Trois affaires, antérieures au scandale du Sofitel, sont également évoquées par le documentaire : l’agression sexuelle en 2002 contre Tristane Banon, alors jeune journaliste, qui sera classée sans suite parce que prescrite ; le harcèlement sexuel subi en 2008 par l’ex-responsable du département Afrique du FMI, Piroska Nagyy, qui a démissionné pour échapper aux « comportements inappropriés » de DSK, alors que celui-ci a été blanchi après l’enquête interne du FMI. Le documentaire relate également l’affaire du Carlton de Lille, où DSK est inculpé en 2012 de proxénétisme aggravé pour des faits entre 2008 et 2011. Il sera également relaxé de cette charge, alors que l’une des anciennes prostituées qui s’est portée partie civile, évoque clairement une sodomie forcée, c’est-à-dire un viol.
Son mariage avec Anne Sinclair ne résistera pas à cette dernière affaire (ils divorcent en 2012) mais DSK reparaît bientôt au bras d’une 4e épouse, une femme d’affaires franco-marocaine ! Si la présidence de la République lui a échappé, sa carrière d’expert économique est toujours aussi florissante…

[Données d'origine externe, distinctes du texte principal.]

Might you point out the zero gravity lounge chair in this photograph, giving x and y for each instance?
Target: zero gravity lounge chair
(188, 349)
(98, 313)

En revanche, que ce soit au FMI, à Paris ou à New York, les victimes de DSK ont vu leur vie définitivement affectée par leur rencontre avec le prédateur. Si l’on a pu dire que cette affaire était prémonitoire du mouvement #MeToo, ce qui frappe surtout à la vue du documentaire de Jalil Lespert, c’est le prix payé par les victimes de DSK, pour avoir eu le courage de dénoncer l’agression qu’elles avaient subie, et l’indifférence de la société française à leur sort. On peut y voir un avertissement à celles qui osent briser le tabou : elles auraient mieux fait de se taire… Enfin, les déclarations de l’entourage de DSK, en particulier celles des responsables socialistes, témoignent d’une confusion persistante entre « séduction » et agression sexuelle, ce qui est exactement la définition de la culture du viol.